I don’t know about you, but there are things in my past I’m not at all proud of. There are things I’ve said, thoughts I’ve thought, things I’ve watched that would thoroughly humiliate me if you were to know them. When God saved me, He saved a proud, arrogant, lustful, rebellious, angry little punk. It was an act of mercy. It was an act of grace.

And do you know what? I need that mercy every day. I’m so grateful for Lamentations 3:22-23, which says:

”22 [It is of] the LORD'S mercies that we are not consumed, because his compassions fail not. 23 [They are] new every morning: great [is] thy faithfulness.”

I wasn’t just dependent on the mercies of God to get saved. I’m dependent on the mercies of God to stay saved. I’m dependent on those mercies every day.

And you are, too. If you are saved today, God didn’t save a righteous man or woman; He saved a sinner. And let’s be honest: You rely on that same mercy every day.

But if we are not careful, we’ll forget that. We’ll start to think we are something. We’ll start to think we aren’t that bad. Then we’ll look around at the world and think they are a mess deserving of God’s wrath, and it gets ugly, folks.

We start to project to the world that God hates people and wants to destroy them.

It’s a particular trap for conservative religious people. It’s a trap for us.

Now, I’ve given you a diagnosis. We’ve identified the sickness. Let’s look at the medicine.

We’ve defined the religious superiority complex. We’ve talked about the two root issues of the superiority complex. But in this passage we have...

3. The cure to the religious superiority complex.

And listen, folks: The cure isn’t an idea. It isn’t a maxim. The cure is a person. The cure is Jesus Christ.

The religious superiority complex says, “God hates people, especially those people.”

But look at Jesus here. Look at Him! Jesus cares about these people. Jesus loves these people. Jesus can save these people, transform these people, and use these people.

How can this be? How can God be good and still show mercy to people who are bad? God is the Judge, and a good judge punishes. If we had a judge that just forgave everybody, we’d throw him out.

This is a real problem. The Bible puts it this way: How can God be just and be a justifier of the wicked?

How can Jesus be holy and show such mercy to unholy people? How can Jesus be just and show grace and love to wicked people?

I mean, shouldn’t the crooked tax collectors of this world pay? Shouldn’t the thieves pay? Shouldn’t the murderers get theirs?

You know the answer. God can show love and mercy to the sinners because God already punished their sin.

At the end of this book of Mark, Jesus would be put on a cross to die, and the sins of those wicked people would be put on His shoulders.

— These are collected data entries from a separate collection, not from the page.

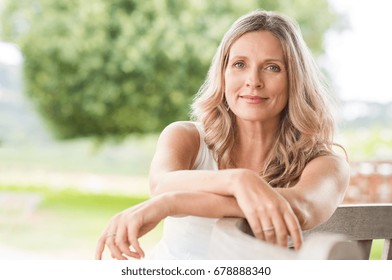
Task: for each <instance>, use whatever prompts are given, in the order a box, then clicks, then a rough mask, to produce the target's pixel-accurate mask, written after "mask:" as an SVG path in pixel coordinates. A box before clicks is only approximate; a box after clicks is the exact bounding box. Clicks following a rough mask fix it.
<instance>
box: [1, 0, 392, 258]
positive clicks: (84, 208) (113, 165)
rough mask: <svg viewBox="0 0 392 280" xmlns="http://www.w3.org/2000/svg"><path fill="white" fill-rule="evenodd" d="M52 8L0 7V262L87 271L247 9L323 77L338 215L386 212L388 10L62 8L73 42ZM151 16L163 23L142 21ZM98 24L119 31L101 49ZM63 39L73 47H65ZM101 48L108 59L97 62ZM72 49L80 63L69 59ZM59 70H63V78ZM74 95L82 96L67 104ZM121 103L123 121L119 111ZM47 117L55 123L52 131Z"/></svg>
mask: <svg viewBox="0 0 392 280" xmlns="http://www.w3.org/2000/svg"><path fill="white" fill-rule="evenodd" d="M15 2H18V3H19V7H18V4H15ZM55 2H58V3H60V4H58V5H59V7H57V8H56V11H57V12H59V11H60V12H59V14H58V15H57V16H52V17H50V16H48V17H47V19H46V20H47V21H45V20H42V22H43V23H46V26H40V24H41V25H42V23H40V22H38V23H37V22H35V23H34V25H31V26H30V22H29V20H31V19H32V17H33V16H32V15H33V14H34V13H38V12H40V11H39V9H40V5H37V3H41V4H42V3H43V6H44V4H45V3H46V4H45V5H47V3H55ZM63 2H64V1H55V0H29V1H28V0H25V1H13V0H10V1H8V0H0V10H1V11H2V12H4V11H5V10H6V11H8V14H7V15H8V17H3V16H2V17H1V22H0V24H1V25H0V259H90V258H92V257H93V256H94V250H95V244H96V241H97V239H98V237H99V235H100V233H101V231H102V230H103V229H104V227H105V225H106V223H107V222H108V220H109V218H110V217H111V216H112V215H114V214H115V213H117V212H118V211H120V210H122V209H125V208H127V207H129V206H131V205H133V204H135V203H138V202H141V201H143V200H145V199H147V198H148V196H149V193H148V179H147V175H148V168H149V163H150V160H151V158H152V155H153V152H154V148H155V142H156V139H157V136H158V131H159V130H160V129H161V128H162V127H163V126H164V125H167V124H168V123H169V122H170V121H174V120H176V119H186V118H187V115H186V113H187V111H188V107H187V106H186V105H184V104H188V103H189V102H190V100H191V98H192V96H193V94H194V93H195V92H196V90H197V86H199V85H201V83H202V80H203V78H204V75H205V73H206V66H208V63H209V60H210V59H211V58H212V55H213V51H214V48H216V47H217V44H218V42H219V40H220V38H221V36H222V34H223V32H224V31H225V30H226V29H227V28H228V27H229V25H230V24H231V23H232V22H233V21H234V20H235V19H236V18H237V17H238V16H239V15H241V14H243V13H245V12H248V11H250V10H253V9H256V8H265V9H270V8H276V9H278V10H280V11H282V12H284V13H288V14H289V15H291V16H292V17H294V18H296V20H298V21H299V23H300V25H301V29H302V31H303V33H304V35H305V39H307V42H308V44H309V45H310V47H311V48H312V51H313V52H314V53H315V56H316V57H317V61H318V62H319V64H320V66H321V67H322V69H323V71H324V72H325V73H326V75H327V76H328V77H329V80H330V84H331V88H332V89H333V90H332V91H333V94H334V95H335V96H336V98H337V99H338V101H339V102H338V107H337V108H336V116H337V119H338V120H339V127H338V134H337V137H336V141H337V142H339V143H341V144H343V145H344V146H345V148H346V149H347V152H348V155H349V159H350V162H351V164H352V180H351V183H350V187H349V190H348V192H347V195H346V199H345V203H381V202H392V130H391V127H392V85H391V78H390V74H391V70H390V66H391V65H392V52H391V51H390V50H392V41H390V40H389V39H388V37H389V36H390V35H389V34H390V27H391V26H392V17H391V16H390V15H389V13H390V11H391V9H392V2H391V1H388V0H372V1H370V0H329V2H327V1H324V0H317V1H314V0H309V1H306V0H298V1H295V0H294V1H283V0H281V1H256V0H255V1H251V0H249V1H227V4H206V3H208V1H189V2H186V3H187V4H180V3H183V1H164V0H162V1H159V0H156V1H144V0H141V1H136V0H135V1H125V0H113V1H103V0H100V1H98V0H95V1H84V2H86V3H88V5H89V7H88V8H86V5H85V6H83V5H82V4H80V3H82V2H83V1H74V2H75V3H79V2H80V3H79V4H80V5H79V6H80V16H81V17H83V16H85V21H83V20H82V22H81V23H83V24H86V25H88V24H90V25H89V26H87V27H86V29H84V30H82V29H80V28H79V27H76V25H75V26H74V27H69V28H68V27H67V25H66V24H70V23H69V21H67V9H69V8H70V6H69V4H67V5H65V4H64V7H60V6H61V3H63ZM104 2H107V3H112V6H110V7H111V9H109V10H108V11H107V12H106V10H105V9H104V6H105V5H110V4H105V5H103V4H102V3H104ZM126 2H128V4H129V3H136V4H137V5H136V4H135V5H136V6H138V7H139V8H140V9H139V10H136V11H135V12H133V13H132V14H130V13H128V12H129V10H132V9H134V6H132V5H131V6H132V7H131V6H129V5H128V4H127V5H128V6H127V5H125V4H124V3H126ZM184 2H185V1H184ZM210 2H220V3H222V1H210ZM235 2H237V3H235ZM20 3H22V5H21V4H20ZM64 3H66V2H64ZM140 3H143V4H140ZM277 3H278V4H277ZM289 3H290V4H289ZM326 3H327V4H328V3H329V8H328V9H325V7H328V5H326ZM23 5H25V6H23ZM53 5H54V4H53ZM53 5H52V6H53ZM75 5H76V4H75ZM209 5H210V6H209ZM325 5H326V6H325ZM23 7H24V9H23ZM26 7H28V8H26ZM52 8H53V7H52ZM158 8H159V9H161V11H165V13H167V15H166V16H167V19H165V18H164V17H157V16H156V15H155V14H154V11H155V10H156V9H158ZM18 9H19V10H18ZM83 9H84V10H83ZM203 9H204V10H203ZM10 11H13V12H10ZM37 11H38V12H37ZM61 11H63V12H64V15H63V16H61V15H62V12H61ZM180 11H181V13H180ZM206 11H208V12H206ZM41 12H42V11H41ZM100 13H102V14H101V15H104V16H103V18H104V19H102V22H103V21H104V20H105V19H107V20H108V22H111V21H110V16H116V19H118V22H114V23H113V24H112V25H109V27H108V28H109V32H108V33H107V34H109V35H110V36H113V37H110V36H109V37H108V38H106V37H104V36H103V37H100V36H99V35H100V32H101V31H102V30H101V29H103V28H106V27H107V26H105V25H104V23H96V24H97V26H94V24H95V21H94V17H91V18H89V16H93V15H100ZM110 13H113V14H110ZM143 13H144V14H143ZM44 14H45V13H44ZM109 14H110V15H109ZM202 15H203V16H202ZM106 16H107V17H108V18H106ZM154 17H157V19H155V18H154ZM129 18H132V20H133V23H135V25H134V26H128V27H129V28H128V27H127V28H125V29H123V30H122V31H121V32H122V33H121V34H123V35H122V36H119V35H118V34H117V33H116V32H119V31H118V30H121V28H120V27H121V24H123V22H127V20H128V19H129ZM318 18H320V20H319V22H317V19H318ZM149 19H150V20H151V22H150V21H149ZM153 19H154V20H153ZM130 22H131V21H130ZM139 22H140V24H139V25H138V24H137V23H139ZM179 22H181V28H180V27H178V23H179ZM195 22H196V24H195ZM79 23H80V22H79ZM150 23H151V26H150V25H149V24H150ZM176 23H177V25H176ZM99 24H102V25H101V26H100V25H99ZM116 24H118V25H116ZM199 24H200V26H199ZM323 24H326V25H327V26H325V27H324V25H323ZM52 25H53V26H52ZM316 25H317V26H316ZM59 26H60V27H59ZM119 26H120V27H119ZM29 27H31V28H32V27H34V28H36V29H35V30H46V31H48V32H49V33H50V34H51V35H50V36H49V35H48V36H49V38H47V39H48V40H49V41H47V43H48V44H45V40H44V39H45V36H46V35H45V34H41V40H42V41H39V42H38V41H35V38H37V36H35V37H34V36H32V35H27V36H25V35H24V33H23V32H26V30H29ZM52 27H53V28H52ZM150 27H151V28H150ZM160 27H162V28H161V29H160ZM163 27H165V28H166V29H165V28H163ZM170 27H171V28H170ZM13 28H14V29H13ZM39 28H41V29H39ZM56 28H59V29H56ZM62 28H63V29H62ZM67 28H68V29H69V30H68V29H67ZM89 28H90V29H89ZM94 28H96V29H94ZM119 28H120V29H119ZM312 29H314V30H316V32H317V30H319V31H320V32H322V33H321V34H318V35H317V34H316V35H315V34H313V33H312ZM56 30H57V31H56ZM70 30H71V31H72V32H71V33H69V32H68V31H70ZM86 30H87V31H86ZM154 30H155V33H160V36H158V35H157V36H155V35H154V34H155V33H154V34H153V31H154ZM314 30H313V32H314ZM15 32H16V33H18V34H16V33H15ZM51 32H53V33H51ZM56 32H57V33H56ZM67 32H68V33H67ZM83 32H86V33H83ZM90 33H94V34H93V35H91V34H90ZM150 33H151V34H153V35H151V34H150ZM116 34H117V35H116ZM33 35H34V34H33ZM38 35H39V34H38ZM90 35H91V36H90ZM29 36H30V37H29ZM51 36H52V37H51ZM73 36H75V37H77V38H78V39H79V40H82V41H83V42H77V43H76V42H74V41H70V38H73ZM78 36H79V37H78ZM94 36H95V37H94ZM127 36H129V37H131V38H132V40H130V41H127V38H126V37H127ZM154 36H155V37H154ZM38 37H39V36H38ZM42 38H44V39H42ZM102 38H106V40H104V39H102ZM109 38H116V41H115V42H114V43H113V42H112V41H111V40H110V39H109ZM200 38H203V40H201V39H200ZM37 40H38V39H37ZM89 40H91V41H89ZM93 40H96V41H93ZM53 41H55V43H53ZM109 41H110V42H109ZM37 42H38V43H37ZM181 42H183V43H181ZM184 42H186V43H184ZM108 43H112V45H111V46H110V48H109V49H110V51H107V50H105V49H103V48H101V46H102V45H104V44H108ZM56 44H57V45H56ZM74 46H76V47H75V48H76V49H77V50H78V51H80V52H81V53H82V54H83V51H86V53H87V54H89V52H88V51H90V52H91V53H92V56H91V57H87V55H85V57H83V58H82V57H77V56H76V54H78V51H75V52H72V49H71V48H72V47H74ZM51 48H52V49H51ZM78 48H79V49H78ZM155 50H157V51H156V52H155ZM23 51H25V53H23ZM153 51H154V52H153ZM46 54H47V57H48V58H50V59H51V61H47V57H46ZM94 54H96V55H94ZM74 56H75V57H74ZM25 57H26V59H25ZM52 57H58V58H59V59H63V60H61V61H60V60H59V61H53V59H52ZM97 58H98V59H97ZM101 58H102V61H101V60H100V59H101ZM67 59H68V60H67ZM84 59H86V60H84ZM88 59H89V60H88ZM26 61H27V62H26ZM64 61H72V63H69V64H67V65H65V66H64ZM83 61H88V62H89V63H90V64H91V65H92V66H91V65H90V64H89V65H87V66H86V65H85V64H83ZM79 62H80V65H78V63H79ZM94 63H96V65H97V66H94V65H93V64H94ZM162 64H163V65H162ZM46 65H47V67H52V68H50V69H49V68H45V67H46ZM58 65H61V66H62V67H63V68H59V69H60V70H59V69H57V68H56V67H57V66H58ZM44 66H45V67H44ZM23 67H25V69H26V70H23ZM53 67H54V68H53ZM89 67H90V68H89ZM94 67H95V68H94ZM103 68H104V69H105V72H104V73H103V74H102V73H101V72H102V71H101V70H102V69H103ZM117 68H119V69H120V68H121V71H122V72H121V71H120V74H121V73H122V74H121V75H119V74H117V72H116V71H117ZM92 69H93V70H92ZM139 69H142V70H140V71H139ZM73 71H79V72H77V73H78V74H77V75H74V74H75V73H73ZM92 71H93V72H94V71H95V72H94V74H91V73H90V72H92ZM165 72H167V73H165ZM23 73H24V74H23ZM62 74H64V75H62ZM67 75H68V76H67ZM72 75H74V76H72ZM83 75H86V77H87V78H86V79H84V78H83V77H84V76H83ZM165 75H166V76H165ZM23 77H24V78H23ZM25 81H27V82H25ZM137 81H143V83H144V84H143V85H142V86H140V85H139V84H138V83H137ZM35 82H36V83H35ZM73 83H74V84H73ZM91 85H95V87H91ZM116 85H118V88H116ZM120 87H121V89H120ZM70 89H72V90H70ZM80 89H86V90H85V93H86V95H83V98H80V99H77V97H75V99H72V98H74V97H73V96H74V95H76V94H75V93H77V92H78V90H80ZM100 89H102V92H103V94H102V95H99V91H100ZM120 90H121V92H120V93H118V92H119V91H120ZM97 92H98V93H97ZM117 93H118V94H119V95H116V94H117ZM132 93H141V94H138V95H137V94H132ZM80 96H81V95H80ZM56 98H57V99H64V100H65V101H62V102H63V103H61V102H60V103H58V104H60V105H58V106H53V105H50V106H49V105H47V104H57V103H50V102H54V101H56ZM132 98H133V99H132ZM49 100H50V101H49ZM53 100H54V101H53ZM71 102H75V103H71ZM127 102H128V103H129V104H130V105H129V106H130V107H122V106H123V105H124V104H126V103H127ZM128 103H127V104H128ZM70 104H71V105H70ZM108 104H109V105H110V106H111V107H112V108H109V107H110V106H109V105H108ZM79 105H80V109H78V110H75V108H76V107H77V106H79ZM45 106H47V107H45ZM154 106H155V107H154ZM37 108H41V109H39V110H37ZM108 108H109V109H110V110H112V111H110V110H109V109H108ZM84 111H86V112H89V113H91V114H92V115H94V116H95V119H94V121H92V120H90V119H89V118H90V117H91V114H90V115H83V113H84ZM67 112H69V114H67ZM110 112H113V115H112V114H111V113H110ZM114 114H115V115H114ZM60 115H61V116H64V118H63V119H61V118H60V117H59V118H58V119H57V117H58V116H60ZM91 119H93V118H91ZM79 122H80V123H79ZM113 123H115V124H116V125H113V126H111V124H113ZM138 124H142V125H141V126H138ZM83 125H85V126H83ZM92 127H93V128H94V129H92ZM127 131H128V132H129V133H126V132H127ZM160 233H161V226H159V227H158V228H157V229H156V230H154V231H153V232H152V233H150V234H148V235H147V236H146V237H145V238H144V239H143V241H142V244H144V246H145V247H147V248H151V247H152V246H153V244H154V243H155V242H156V241H157V240H158V238H159V236H160ZM377 250H379V248H375V249H374V252H373V254H374V257H375V258H377V256H378V255H377V254H379V252H377Z"/></svg>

John 3:16-17 are two of the most famous verses in the Bible, and they are very appropriate here:

”16 For God so loved the world, that he gave his only begotten Son, that whosoever believeth in him should not perish, but have everlasting life. 17 For God sent not his Son into the world to condemn the world; but that the world through him might be saved.”

God loves sinners. Jesus died for sinners.

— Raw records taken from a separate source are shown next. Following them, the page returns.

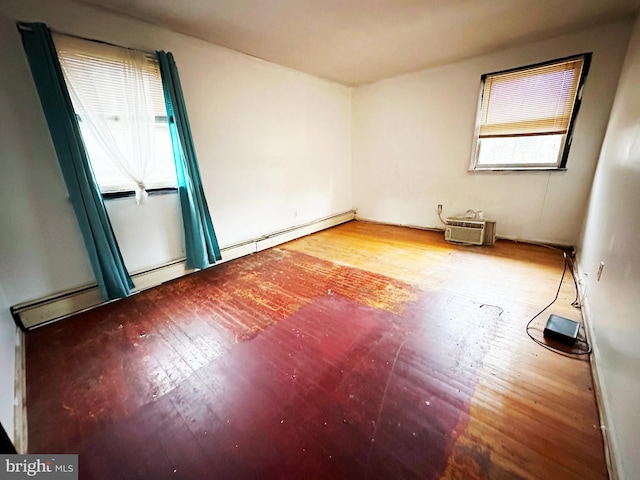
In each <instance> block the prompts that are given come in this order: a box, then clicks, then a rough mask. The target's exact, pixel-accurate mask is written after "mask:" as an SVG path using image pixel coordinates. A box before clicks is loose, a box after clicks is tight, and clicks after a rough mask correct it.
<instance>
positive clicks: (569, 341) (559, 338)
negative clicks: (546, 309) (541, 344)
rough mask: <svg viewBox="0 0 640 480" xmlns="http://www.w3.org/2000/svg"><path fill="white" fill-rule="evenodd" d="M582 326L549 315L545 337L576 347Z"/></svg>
mask: <svg viewBox="0 0 640 480" xmlns="http://www.w3.org/2000/svg"><path fill="white" fill-rule="evenodd" d="M579 331H580V324H579V323H578V322H575V321H573V320H569V319H568V318H564V317H561V316H559V315H553V314H551V315H549V319H548V320H547V324H546V325H545V327H544V331H543V335H544V336H545V338H550V339H553V340H556V341H558V342H561V343H564V344H566V345H574V344H575V343H576V340H577V338H578V332H579Z"/></svg>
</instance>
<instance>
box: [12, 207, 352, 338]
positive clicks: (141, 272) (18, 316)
mask: <svg viewBox="0 0 640 480" xmlns="http://www.w3.org/2000/svg"><path fill="white" fill-rule="evenodd" d="M354 218H355V211H353V210H349V211H346V212H343V213H339V214H336V215H331V216H328V217H324V218H320V219H317V220H314V221H311V222H309V223H305V224H302V225H297V226H294V227H291V228H288V229H285V230H279V231H276V232H273V233H270V234H267V235H263V236H261V237H259V238H257V239H253V240H248V241H246V242H241V243H238V244H235V245H231V246H229V247H225V248H222V249H221V253H222V261H221V262H219V263H224V262H228V261H231V260H235V259H236V258H240V257H243V256H245V255H249V254H252V253H256V252H259V251H262V250H265V249H267V248H270V247H273V246H276V245H280V244H282V243H286V242H289V241H291V240H295V239H296V238H301V237H304V236H306V235H310V234H312V233H315V232H319V231H320V230H324V229H326V228H330V227H334V226H336V225H340V224H341V223H345V222H348V221H351V220H353V219H354ZM216 265H218V264H216ZM214 267H215V265H214ZM193 271H194V270H190V269H188V268H187V267H186V261H185V259H180V260H176V261H173V262H170V263H168V264H166V265H162V266H159V267H156V268H152V269H150V270H145V271H144V272H138V273H135V274H133V275H131V278H132V280H133V283H134V284H135V286H136V288H135V289H134V290H133V293H138V292H140V291H142V290H146V289H148V288H151V287H155V286H157V285H160V284H162V283H164V282H168V281H170V280H173V279H175V278H178V277H181V276H183V275H187V274H189V273H192V272H193ZM104 303H106V302H105V301H104V299H103V298H102V295H101V294H100V290H99V289H98V286H97V285H88V286H85V287H80V288H76V289H73V290H68V291H66V292H61V293H58V294H56V295H52V296H48V297H45V298H41V299H38V300H34V301H29V302H25V303H21V304H19V305H14V306H13V307H11V314H12V315H13V318H14V320H15V322H16V324H17V325H18V327H20V328H21V329H22V330H23V331H27V330H32V329H34V328H37V327H41V326H43V325H46V324H48V323H51V322H54V321H57V320H62V319H63V318H66V317H68V316H70V315H74V314H76V313H80V312H82V311H85V310H89V309H91V308H94V307H97V306H99V305H102V304H104Z"/></svg>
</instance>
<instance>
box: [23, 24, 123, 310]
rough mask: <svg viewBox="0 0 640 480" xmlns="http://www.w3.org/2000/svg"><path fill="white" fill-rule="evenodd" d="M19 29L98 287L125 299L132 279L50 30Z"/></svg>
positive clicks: (102, 291)
mask: <svg viewBox="0 0 640 480" xmlns="http://www.w3.org/2000/svg"><path fill="white" fill-rule="evenodd" d="M18 30H19V31H20V34H21V35H22V44H23V45H24V50H25V52H26V54H27V59H28V61H29V66H30V67H31V73H32V75H33V79H34V81H35V84H36V88H37V90H38V95H39V96H40V102H41V104H42V109H43V110H44V114H45V117H46V119H47V124H48V125H49V131H50V132H51V139H52V140H53V145H54V147H55V150H56V153H57V155H58V161H59V162H60V168H61V170H62V175H63V176H64V180H65V182H66V184H67V190H68V191H69V197H70V199H71V204H72V205H73V209H74V211H75V214H76V217H77V219H78V224H79V225H80V231H81V232H82V237H83V239H84V244H85V246H86V248H87V252H88V254H89V259H90V261H91V267H92V268H93V272H94V274H95V276H96V281H97V283H98V286H99V288H100V291H101V292H102V295H103V296H104V298H105V299H115V298H120V297H125V296H127V295H129V293H130V292H131V289H132V288H133V282H132V281H131V277H130V276H129V274H128V273H127V269H126V268H125V266H124V261H123V259H122V254H121V253H120V248H119V247H118V243H117V242H116V238H115V235H114V234H113V229H112V228H111V223H110V222H109V217H108V216H107V212H106V210H105V208H104V203H103V201H102V195H101V194H100V189H99V188H98V184H97V182H96V179H95V176H94V174H93V170H92V169H91V164H90V163H89V158H88V156H87V152H86V149H85V146H84V142H83V140H82V136H81V134H80V127H79V126H78V120H77V118H76V115H75V111H74V110H73V105H72V103H71V98H70V97H69V92H68V91H67V87H66V84H65V81H64V77H63V76H62V69H61V68H60V63H59V62H58V55H57V53H56V48H55V45H54V44H53V38H52V37H51V32H50V31H49V28H48V27H47V26H46V25H45V24H43V23H18Z"/></svg>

If you are a sinner this morning, come to Jesus. Put your faith and trust in Him. He didn’t come to condemn you; He came to save you. He came to heal you. He’ll show you His mercy and grace. Why not do what Levi did in this story and get up and follow Him? Trust Him. Believe on Him.

Most of us this morning give testimony that we’ve already done that. Do you know what we need this morning? We need to remember that same message: God loves sinners. God shows us mercy and grace.

The Apostle Paul said in 1 Timothy 1:15:

”This [is] a faithful saying, and worthy of all acceptation, that Christ Jesus came into the world to save sinners; of whom I am chief.”

If you have been the victim of the religious superiority complex today, repent of that. Look to Jesus and let it fall away.

For our invitation song this morning, I want us to sing “Amazing Grace,” and I want you to think about the words. ”Amazing Grace, how sweet the sound that saved a wretch like me.”